Do
grego, a palavra ‘apeirokalia’ significa “falta de experiência das coisas mais
belas”. A partir deste conceito, compreende-se que o sujeito que não tem acesso
a experiências interiores que despertem o desejo pelo Belo, pelo Bem e pelo
Verdadeiro durante a sua formação, jamais alcançará o horizonte de consciência
dos sábios.
A
privação às coisas mais belas predomina em nosso país. Desconhecemos biografias
de nossos ancestrais – ou, quando conhecemos, são enfatizados aspectos pouco
louváveis de suas personalidades. As imagens identitárias do nosso povo são
colocadas a baixo. Esculturas, construções, edificações, pinturas são pouco
apresentadas. Até a nossa língua tem sido violada com o distanciamento do
vernáculo e do seu significado. A música
real tem perdido espaço para séries de ritmos abomináveis.
Este
problema perpassa por uma distorção da cosmovisão sobre o próprio ser humano. Hedonista,
egocêntrico e materialista, o homem moderno busca simplesmente o seu bem-estar.

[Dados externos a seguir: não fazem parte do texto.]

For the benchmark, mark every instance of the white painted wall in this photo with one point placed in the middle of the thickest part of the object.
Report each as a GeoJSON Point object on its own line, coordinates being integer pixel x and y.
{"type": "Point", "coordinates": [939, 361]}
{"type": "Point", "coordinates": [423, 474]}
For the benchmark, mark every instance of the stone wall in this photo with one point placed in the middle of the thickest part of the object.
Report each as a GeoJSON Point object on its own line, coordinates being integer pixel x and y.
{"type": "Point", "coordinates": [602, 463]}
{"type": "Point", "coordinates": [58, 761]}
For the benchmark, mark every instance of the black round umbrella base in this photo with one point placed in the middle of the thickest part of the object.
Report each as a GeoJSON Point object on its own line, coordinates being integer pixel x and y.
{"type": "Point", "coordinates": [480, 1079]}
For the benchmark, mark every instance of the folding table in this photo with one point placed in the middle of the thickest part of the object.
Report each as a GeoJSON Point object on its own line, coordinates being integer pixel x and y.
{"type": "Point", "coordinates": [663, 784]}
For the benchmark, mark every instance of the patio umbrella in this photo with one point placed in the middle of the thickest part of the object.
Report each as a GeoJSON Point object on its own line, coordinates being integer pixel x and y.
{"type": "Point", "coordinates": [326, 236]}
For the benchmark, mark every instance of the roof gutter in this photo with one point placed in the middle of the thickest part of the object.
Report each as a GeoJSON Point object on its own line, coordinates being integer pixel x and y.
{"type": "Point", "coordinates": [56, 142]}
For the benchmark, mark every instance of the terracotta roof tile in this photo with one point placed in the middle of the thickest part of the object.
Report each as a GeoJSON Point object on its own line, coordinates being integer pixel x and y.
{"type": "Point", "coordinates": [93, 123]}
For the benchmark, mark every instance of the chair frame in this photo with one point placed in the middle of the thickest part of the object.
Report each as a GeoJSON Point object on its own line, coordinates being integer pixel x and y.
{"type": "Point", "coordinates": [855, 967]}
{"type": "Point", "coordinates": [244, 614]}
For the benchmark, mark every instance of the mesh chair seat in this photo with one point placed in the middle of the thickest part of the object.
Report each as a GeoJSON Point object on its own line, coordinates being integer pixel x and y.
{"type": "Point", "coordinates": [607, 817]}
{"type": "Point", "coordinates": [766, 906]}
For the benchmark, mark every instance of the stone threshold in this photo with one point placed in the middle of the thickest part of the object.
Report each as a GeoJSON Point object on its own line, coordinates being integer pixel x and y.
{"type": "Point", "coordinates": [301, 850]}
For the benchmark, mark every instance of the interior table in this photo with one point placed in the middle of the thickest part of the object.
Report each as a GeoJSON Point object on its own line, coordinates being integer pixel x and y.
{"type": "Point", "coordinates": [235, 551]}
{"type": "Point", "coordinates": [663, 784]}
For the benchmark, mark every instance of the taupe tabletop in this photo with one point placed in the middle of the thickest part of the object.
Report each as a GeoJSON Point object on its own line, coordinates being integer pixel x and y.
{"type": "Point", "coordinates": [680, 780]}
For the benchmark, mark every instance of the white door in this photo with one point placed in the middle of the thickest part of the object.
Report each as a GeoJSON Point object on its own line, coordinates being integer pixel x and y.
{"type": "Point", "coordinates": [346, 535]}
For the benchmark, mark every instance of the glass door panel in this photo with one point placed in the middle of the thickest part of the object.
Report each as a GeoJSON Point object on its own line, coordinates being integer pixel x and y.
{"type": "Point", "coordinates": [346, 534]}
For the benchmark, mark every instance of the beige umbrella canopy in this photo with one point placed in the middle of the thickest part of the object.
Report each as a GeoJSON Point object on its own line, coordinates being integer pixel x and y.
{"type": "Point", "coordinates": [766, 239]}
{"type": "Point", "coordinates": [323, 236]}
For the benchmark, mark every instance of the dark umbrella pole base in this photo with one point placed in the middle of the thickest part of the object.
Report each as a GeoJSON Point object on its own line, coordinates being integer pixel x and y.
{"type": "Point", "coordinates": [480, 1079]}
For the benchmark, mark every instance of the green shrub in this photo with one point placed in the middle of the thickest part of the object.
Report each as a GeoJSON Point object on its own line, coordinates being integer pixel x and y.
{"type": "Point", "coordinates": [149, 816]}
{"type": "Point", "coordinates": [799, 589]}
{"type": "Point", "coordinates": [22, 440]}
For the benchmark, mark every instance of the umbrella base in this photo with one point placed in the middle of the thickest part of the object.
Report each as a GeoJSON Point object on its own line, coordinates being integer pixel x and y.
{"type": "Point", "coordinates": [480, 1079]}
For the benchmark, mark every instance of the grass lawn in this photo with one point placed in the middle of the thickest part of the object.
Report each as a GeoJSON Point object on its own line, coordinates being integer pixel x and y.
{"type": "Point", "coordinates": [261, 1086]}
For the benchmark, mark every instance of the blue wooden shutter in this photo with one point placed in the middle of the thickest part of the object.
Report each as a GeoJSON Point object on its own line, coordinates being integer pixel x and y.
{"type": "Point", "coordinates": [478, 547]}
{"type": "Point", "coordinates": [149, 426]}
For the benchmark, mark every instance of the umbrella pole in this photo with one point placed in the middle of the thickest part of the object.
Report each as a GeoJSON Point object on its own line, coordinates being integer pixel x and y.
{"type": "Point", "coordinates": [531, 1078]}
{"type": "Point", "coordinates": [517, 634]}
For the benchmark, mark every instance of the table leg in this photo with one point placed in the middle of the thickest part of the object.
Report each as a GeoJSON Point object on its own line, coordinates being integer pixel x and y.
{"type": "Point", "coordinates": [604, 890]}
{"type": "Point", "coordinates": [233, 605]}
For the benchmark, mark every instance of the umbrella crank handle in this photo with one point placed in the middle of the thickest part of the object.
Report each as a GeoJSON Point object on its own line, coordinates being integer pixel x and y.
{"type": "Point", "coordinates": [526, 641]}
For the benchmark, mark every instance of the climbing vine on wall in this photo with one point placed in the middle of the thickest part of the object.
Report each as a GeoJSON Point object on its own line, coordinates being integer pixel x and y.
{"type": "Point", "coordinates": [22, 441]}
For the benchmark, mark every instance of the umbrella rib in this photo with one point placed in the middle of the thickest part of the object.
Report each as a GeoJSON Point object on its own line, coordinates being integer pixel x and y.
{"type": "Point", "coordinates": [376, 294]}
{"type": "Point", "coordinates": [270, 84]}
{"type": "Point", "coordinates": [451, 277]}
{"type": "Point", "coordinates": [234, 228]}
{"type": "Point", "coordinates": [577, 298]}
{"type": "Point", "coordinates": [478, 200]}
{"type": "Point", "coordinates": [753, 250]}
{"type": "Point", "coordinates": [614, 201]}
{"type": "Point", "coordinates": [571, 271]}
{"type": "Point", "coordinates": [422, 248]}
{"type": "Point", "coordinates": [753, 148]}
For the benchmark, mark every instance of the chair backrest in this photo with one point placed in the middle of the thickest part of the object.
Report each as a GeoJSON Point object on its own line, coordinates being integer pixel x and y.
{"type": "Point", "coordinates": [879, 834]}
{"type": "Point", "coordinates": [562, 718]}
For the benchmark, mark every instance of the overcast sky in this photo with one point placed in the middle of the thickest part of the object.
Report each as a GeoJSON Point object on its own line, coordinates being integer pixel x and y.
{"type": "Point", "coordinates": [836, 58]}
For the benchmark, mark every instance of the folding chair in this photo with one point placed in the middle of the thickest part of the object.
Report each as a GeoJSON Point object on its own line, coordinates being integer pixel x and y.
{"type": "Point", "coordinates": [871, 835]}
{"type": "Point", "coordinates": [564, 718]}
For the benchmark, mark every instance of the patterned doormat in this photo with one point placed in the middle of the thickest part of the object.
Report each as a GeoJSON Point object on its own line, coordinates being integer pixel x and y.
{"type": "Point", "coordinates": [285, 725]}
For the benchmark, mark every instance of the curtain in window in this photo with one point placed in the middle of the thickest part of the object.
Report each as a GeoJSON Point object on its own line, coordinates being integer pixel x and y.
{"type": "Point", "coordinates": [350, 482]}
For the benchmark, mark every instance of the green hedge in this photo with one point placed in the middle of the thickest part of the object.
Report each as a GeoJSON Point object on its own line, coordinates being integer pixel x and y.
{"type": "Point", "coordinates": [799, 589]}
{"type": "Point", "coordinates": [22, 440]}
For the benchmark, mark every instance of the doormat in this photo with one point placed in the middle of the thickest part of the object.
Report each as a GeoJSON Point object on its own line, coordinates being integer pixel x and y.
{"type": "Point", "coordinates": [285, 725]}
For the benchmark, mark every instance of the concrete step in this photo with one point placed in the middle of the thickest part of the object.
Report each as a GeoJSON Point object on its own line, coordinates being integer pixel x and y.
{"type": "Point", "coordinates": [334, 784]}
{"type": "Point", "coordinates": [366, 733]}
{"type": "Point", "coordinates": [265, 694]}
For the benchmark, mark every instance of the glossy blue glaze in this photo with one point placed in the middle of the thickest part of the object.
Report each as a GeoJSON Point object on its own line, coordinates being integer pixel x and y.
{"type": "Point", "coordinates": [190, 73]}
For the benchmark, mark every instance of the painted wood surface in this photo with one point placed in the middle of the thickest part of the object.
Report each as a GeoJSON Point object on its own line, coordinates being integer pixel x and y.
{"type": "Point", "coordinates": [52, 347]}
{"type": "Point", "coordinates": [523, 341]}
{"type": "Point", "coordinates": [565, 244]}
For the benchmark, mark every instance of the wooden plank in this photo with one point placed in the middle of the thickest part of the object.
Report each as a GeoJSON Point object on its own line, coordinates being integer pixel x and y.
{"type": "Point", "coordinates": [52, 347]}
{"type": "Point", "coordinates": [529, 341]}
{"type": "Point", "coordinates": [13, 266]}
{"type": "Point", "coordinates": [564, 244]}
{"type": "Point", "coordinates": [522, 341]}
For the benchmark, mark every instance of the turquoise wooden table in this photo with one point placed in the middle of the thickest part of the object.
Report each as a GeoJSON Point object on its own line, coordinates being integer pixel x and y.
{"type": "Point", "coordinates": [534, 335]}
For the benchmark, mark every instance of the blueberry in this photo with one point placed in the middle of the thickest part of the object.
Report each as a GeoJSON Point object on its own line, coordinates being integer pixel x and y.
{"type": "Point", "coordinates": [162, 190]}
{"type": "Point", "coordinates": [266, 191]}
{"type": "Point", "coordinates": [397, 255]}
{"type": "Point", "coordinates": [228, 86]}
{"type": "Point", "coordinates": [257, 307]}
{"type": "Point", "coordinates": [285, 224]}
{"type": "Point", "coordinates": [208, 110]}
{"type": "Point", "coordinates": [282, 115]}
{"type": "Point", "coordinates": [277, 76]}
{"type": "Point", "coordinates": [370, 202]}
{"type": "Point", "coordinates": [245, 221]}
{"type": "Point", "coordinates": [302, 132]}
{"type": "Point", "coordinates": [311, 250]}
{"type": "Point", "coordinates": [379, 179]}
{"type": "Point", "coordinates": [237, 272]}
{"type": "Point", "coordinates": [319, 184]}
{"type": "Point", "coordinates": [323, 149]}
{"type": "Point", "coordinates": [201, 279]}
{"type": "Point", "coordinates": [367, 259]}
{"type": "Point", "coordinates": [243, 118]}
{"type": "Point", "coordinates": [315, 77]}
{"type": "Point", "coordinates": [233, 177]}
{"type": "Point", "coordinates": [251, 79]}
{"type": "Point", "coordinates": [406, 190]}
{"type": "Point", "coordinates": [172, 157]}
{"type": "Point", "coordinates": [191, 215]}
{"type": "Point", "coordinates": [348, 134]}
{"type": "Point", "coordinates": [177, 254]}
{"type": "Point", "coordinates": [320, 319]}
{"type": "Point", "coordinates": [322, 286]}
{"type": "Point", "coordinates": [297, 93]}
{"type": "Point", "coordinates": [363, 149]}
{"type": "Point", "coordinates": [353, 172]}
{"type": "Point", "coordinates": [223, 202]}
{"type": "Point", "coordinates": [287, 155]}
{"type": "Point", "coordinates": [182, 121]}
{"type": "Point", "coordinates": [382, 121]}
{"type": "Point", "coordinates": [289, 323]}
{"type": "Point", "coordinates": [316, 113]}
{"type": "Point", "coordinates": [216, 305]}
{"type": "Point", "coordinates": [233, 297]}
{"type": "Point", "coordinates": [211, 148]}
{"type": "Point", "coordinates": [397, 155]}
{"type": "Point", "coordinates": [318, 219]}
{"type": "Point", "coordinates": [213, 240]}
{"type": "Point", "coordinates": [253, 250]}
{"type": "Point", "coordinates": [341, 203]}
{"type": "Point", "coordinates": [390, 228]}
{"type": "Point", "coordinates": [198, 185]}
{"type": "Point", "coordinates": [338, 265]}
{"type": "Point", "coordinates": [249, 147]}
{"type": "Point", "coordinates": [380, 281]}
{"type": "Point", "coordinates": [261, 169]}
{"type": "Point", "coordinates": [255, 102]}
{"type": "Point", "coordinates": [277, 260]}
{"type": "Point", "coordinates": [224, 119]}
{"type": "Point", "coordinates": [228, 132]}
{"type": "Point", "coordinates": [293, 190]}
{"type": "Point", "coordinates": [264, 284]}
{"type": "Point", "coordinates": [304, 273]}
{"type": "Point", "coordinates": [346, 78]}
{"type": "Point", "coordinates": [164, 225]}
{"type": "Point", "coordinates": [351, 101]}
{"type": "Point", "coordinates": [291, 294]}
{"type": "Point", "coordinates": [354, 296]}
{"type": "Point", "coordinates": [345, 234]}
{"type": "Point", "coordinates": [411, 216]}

Esta postura é diametralmente oposta à dos filósofos da Antiguidade e da Idade
Média, que buscavam a virtude.
Para
o filósofo alemão Eric Voegelin, a terrestrialização da transcendência humana
constitui-se em um sintoma da decadência do intelecto. Em outras palavras, o
homem contemporâneo é o ‘imbecil’, ou o ‘estulto’. Voegelin recorda que, na
concepção grega, o homem é considerado um ser racional (teomórfico) e, na
israelita, um ser pneumático (espiritual). “Já que é precisamente essa
participação no divino, esse ser teomórfico, que constitui essencialmente o
homem, a desdivinização é sempre seguida de uma desumanização”.
Ora,
entendendo que a ‘apeirokalia’ é a ausência de experiência com as coisas mais
belas, é possível inferir que a maneira de sair desta redoma é vivenciar
experiências com as coisas mais belas. Para tanto, é mister entrar em contato
com as mais elevadas obras da humanidade, seja na pintura, na música, na
literatura, no teatro (ou cinema). Dostoiévski já afirmou: “A Beleza
salvará o mundo”.
Convém
salientar que a Beleza trata-se de uma realidade objetiva. Existem o Belo e o
feio. Existem a virtude e o vício. Existem o Bom e o ruim. Existem a Verdade e
a mentira. Urge reconhecer que existem tais diferenças. Semelhantemente, urge
discerni-las. E é preciso distinguir quais são os artistas que exaltam o belo,
o bom e o verdadeiro e quais os desprezam.
Com
base nos relatos bíblicos, enquanto o Senhor Deus criava o mundo – no ano 4963
a.C. –, via que era tudo “muito bom”. Há no grego a palavra ‘kalokagathía’, que
significa ‘beleza-bondade’. É a partir desta partícula divina presente nos
artistas que a arte deve ser edificada. A verdadeira Beleza está relacionada à
vida de forma plena, tocando no espírito e não instinto.
Vale
ressoar as palavras do papa João Paulo II, na Carta Aos Artistas, datada de 04
de abril de 1999: “(...) desejo a todos vós, artistas caríssimos, que sejais
abençoados, com particular intensidade, por essas inspirações criativas. A
beleza, que transmitíreis às gerações futuras, seja tal que avive nelas o
assombro. Diante da sacralidade da vida e do ser humano, diante das maravilhas
do universo, o assombro é a única atitude condigna”.